FFCP 2023 : « Peafowl », la haine est dans le pré

L’an dernier, la projection de I Am More, documentaire consacré à la drag queen Mo Jimin, était l’un de mes grands coups de cœur du FFCP. Outre les différents blockbusters, la sélection du festival fait la part belle à d’autres longs métrages qui se veulent être un miroir de la société coréenne. Dans la section Paysage de cette année, c’est du côté de la fiction que l’on trouve un autre aperçu de la communauté queer en Corée du Sud avec Peafowl, qui partage quelques points communs avec I Am More.

Peafowl suit la trajectoire de Myung, une danseuse de waacking (une danse semblable au voguing, davantage centrée sur le mouvement des mains) contrainte de revenir dans son village natal à la mort de son père. Quand on lui propose d’accomplir un rite funéraire, Myung hésite. Car rester, cela veut dire se confronter à son passé, mais aussi à sa famille et à des proches qui ne tolèrent pas sa transidentité…

 

Le premier long métrage de Byun Sung-bin, Peafowl pourrait presque brouiller les frontières entre le documentaire et la fiction. Le début du film nous entraîne au beau milieu de la finale d’une compétition de waacking, où Myung affronte un artiste taïwanais. Contre toute attente, Myung échoue, le jury lui reprochant de ne pas dégager d’identité propre à travers sa danse. La danse et la musique seront des éléments clés du film et le moyen d’expression de son personnage principal, d’ailleurs incarné par Hae-jun, une véritable star du waacking.

Peafowl est l’histoire d’une quête de sens, de toutes les façons. Myung doit réussir à trouver son identité à travers la danse (le rite funéraire qu’on lui demande d’effectuer en est une), mais aussi en redécouvrant ses racines qu’elle aurait préféré laisser profondément enfouies. Le format 4:3 de l’image choisi par Byun Sung-bin exprime bien des choses : l’étouffement d’un personnage qui ne s’est pas encore trouvée elle-même et l’oppression d’un village qui ne veut pas de sa présence. Pour autant, la haine n’est pas forcément là où on le croit.

 

Myung se confronte au rejet virulent de son oncle et aux rumeurs colportées à son sujet. L’intolérance autant hyper frontale que latente. Ça passe par du mégenrage (le fait d’utiliser les mauvais pronoms ou de désigner une personne par une identité de genre qui n’est pas la sienne) ou encore des regards désapprobateurs en gros plans lorsque Myung est accusée d’avoir bafoué le temple du village. D’autres fois, ce sera de l’ignorance pure et simple, la solitude de Myung à travers les vastes plaines, ou tous les non-dits du village. Peafowl parvient à imposer ce climat de tension grandissante autour d’un dilemme : Myung doit-elle céder à ce rejet ou bien rester la tête haute ?

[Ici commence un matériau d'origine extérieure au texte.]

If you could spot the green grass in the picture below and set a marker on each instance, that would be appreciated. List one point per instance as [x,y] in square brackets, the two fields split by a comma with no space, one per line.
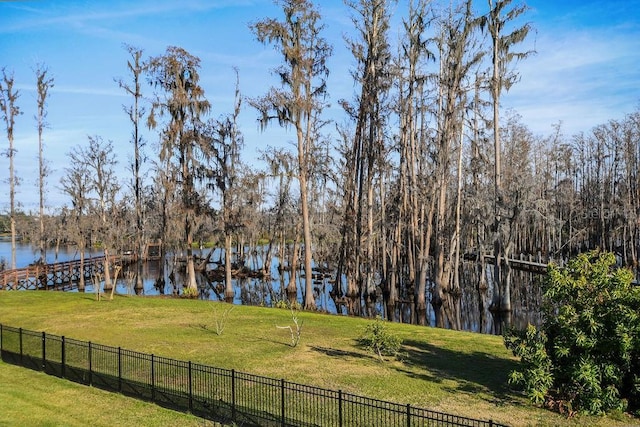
[30,398]
[455,372]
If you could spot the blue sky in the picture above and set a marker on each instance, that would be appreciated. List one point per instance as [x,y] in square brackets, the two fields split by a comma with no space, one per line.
[586,70]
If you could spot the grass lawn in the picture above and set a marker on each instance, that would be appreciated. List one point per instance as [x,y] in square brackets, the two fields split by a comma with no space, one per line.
[455,372]
[30,398]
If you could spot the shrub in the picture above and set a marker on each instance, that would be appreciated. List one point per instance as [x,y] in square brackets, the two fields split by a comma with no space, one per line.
[377,339]
[586,355]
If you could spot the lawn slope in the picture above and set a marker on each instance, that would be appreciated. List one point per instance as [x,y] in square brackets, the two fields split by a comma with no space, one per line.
[455,372]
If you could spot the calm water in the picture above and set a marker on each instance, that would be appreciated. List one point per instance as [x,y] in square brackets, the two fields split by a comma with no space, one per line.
[158,280]
[247,291]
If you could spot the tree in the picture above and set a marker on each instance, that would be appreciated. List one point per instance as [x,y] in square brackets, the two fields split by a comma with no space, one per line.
[586,355]
[365,153]
[459,57]
[44,83]
[181,99]
[103,184]
[502,78]
[136,113]
[227,142]
[299,102]
[9,109]
[76,184]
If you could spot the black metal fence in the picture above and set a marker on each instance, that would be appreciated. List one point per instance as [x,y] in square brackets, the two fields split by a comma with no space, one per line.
[208,392]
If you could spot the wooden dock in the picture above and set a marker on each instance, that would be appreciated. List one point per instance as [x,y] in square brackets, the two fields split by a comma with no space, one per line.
[58,276]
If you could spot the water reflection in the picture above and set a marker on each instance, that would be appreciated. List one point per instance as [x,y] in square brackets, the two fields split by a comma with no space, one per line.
[166,278]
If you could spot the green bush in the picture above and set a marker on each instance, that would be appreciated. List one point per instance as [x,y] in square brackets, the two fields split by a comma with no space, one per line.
[377,339]
[586,355]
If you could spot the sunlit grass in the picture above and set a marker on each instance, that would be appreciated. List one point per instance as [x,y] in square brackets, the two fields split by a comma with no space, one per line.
[455,372]
[29,398]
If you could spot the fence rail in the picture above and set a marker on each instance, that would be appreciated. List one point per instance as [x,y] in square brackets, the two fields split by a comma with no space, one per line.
[209,392]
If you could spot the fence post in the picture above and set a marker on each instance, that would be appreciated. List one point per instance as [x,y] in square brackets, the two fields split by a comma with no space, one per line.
[282,406]
[153,379]
[44,350]
[190,389]
[340,408]
[233,395]
[90,368]
[63,357]
[119,369]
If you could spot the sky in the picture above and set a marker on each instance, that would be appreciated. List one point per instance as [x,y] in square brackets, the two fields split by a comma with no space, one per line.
[585,72]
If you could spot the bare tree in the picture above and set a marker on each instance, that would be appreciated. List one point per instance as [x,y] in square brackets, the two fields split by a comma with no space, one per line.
[103,183]
[227,142]
[76,184]
[181,99]
[502,78]
[299,102]
[365,153]
[44,83]
[136,112]
[9,109]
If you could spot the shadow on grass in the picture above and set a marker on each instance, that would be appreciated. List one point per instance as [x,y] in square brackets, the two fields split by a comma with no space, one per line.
[474,372]
[334,352]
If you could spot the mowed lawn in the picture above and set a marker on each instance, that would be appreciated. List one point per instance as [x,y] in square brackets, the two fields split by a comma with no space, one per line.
[454,372]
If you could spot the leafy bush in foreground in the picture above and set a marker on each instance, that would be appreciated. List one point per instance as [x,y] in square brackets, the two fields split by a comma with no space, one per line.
[377,339]
[586,355]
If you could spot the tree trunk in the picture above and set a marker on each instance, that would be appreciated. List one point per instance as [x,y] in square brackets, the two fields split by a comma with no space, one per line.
[229,293]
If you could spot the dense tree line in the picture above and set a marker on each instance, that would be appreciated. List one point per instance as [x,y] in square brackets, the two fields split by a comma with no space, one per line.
[401,201]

Habitée par les visions d’un paon, Myung ne sera elle-même que lorsqu’elle déploiera ses plumes. Et la haine, elle la combat par la danse. Le waacking habite le film à travers différentes séquences. Elles s’imposent comme de grandes respirations et permettent d’évacuer tout le malheur. À ce moment, le temps s’arrête et la caméra de Byun Sung-bin épouse à merveille les mouvements de son héroïne. Les premiers pas de Myung à travers le rite funéraire sont hésitants, mais elle trouve et impose son rythme. À travers ces scènes hyper stylisées et émouvantes, le film finit par faire cohabiter la tradition et la modernité de la plus belle des manières.

Si Hae-jun est une star du waacking, elle est aussi une actrice qui crève l’écran à chaque instant. Pas seulement parce qu’elle dispose d’une inépuisable garde-robe et de tenues extraordinaires à chacune de ses apparitions (même pour aller courir, Myung a des vêtements fantastiques), mais aussi pour la spontanéité et la résistance de son personnage. Danser, c’est utiliser son corps pour faire passer un message. C’est aussi savoir dissimuler la souffrance, mentale comme corporelle. La souffrance que Myung contient depuis des années jusqu’à ce qu’elle craque et évacue ses larmes. La souffrance dont elle se nourrit pourtant pour parvenir à se construire et à devenir une toute autre personne dans une danse finale qu’on aimerait ne jamais voir se terminer.

Peafowl, un film de Byun Sung-bin, avec Hae-jun, Kim U-gyeom, Hwang Jung-min… Présenté en Première française lors du 18e Festival du Film Coréen à Paris. Date de sortie française inconnue.